MLE is really designed to answer a slightly different question: given a collection of data, and a set of (parametrized) assumptions, what configuration of the parameters maximizes the likelihood of my data?  Of course, it is no coincidence that these values agree with the ones above, given that we expect them to agree asymptotically.
As for Bayesian Inference, I differentiate this once again by the nature of the question being asked.  Here we no longer ask, which configuration of the parameters makes our data most likely, but rather, which configuration of the parameters is most likely.  One can intuitively, or symbolically, arrive quickly to the fact that we don't have enough assumptions to answer this question.  For this reason a prior distribution on the parameters is necessary.  (A common alternate view of Bayesian inference begins with the prior, simply trying to incorporate prior beliefs on statistical inference in a measured way).
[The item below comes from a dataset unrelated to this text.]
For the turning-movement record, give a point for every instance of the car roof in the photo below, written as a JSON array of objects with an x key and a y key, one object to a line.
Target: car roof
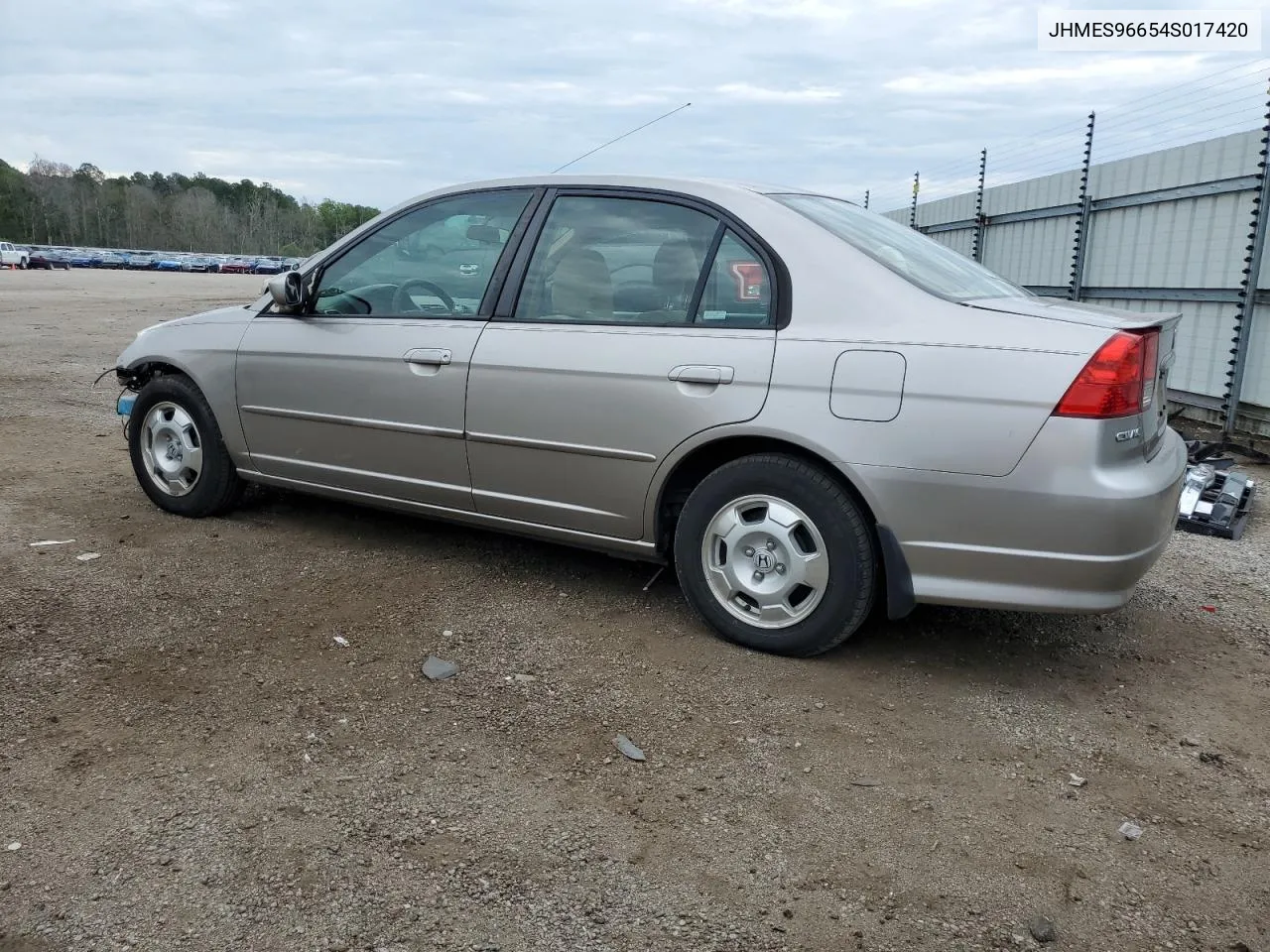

All in all, if I could only have one index on a canon of mathematical theory, I would index by the question being asked/answered.  Answers are pretty useless without their questions, and when you go to apply this stuff, you'll typically start with a question.  Sorry for the vague answer, it was just a very overarching question, but I think that the organization of one's understanding of a subject is incredibly important.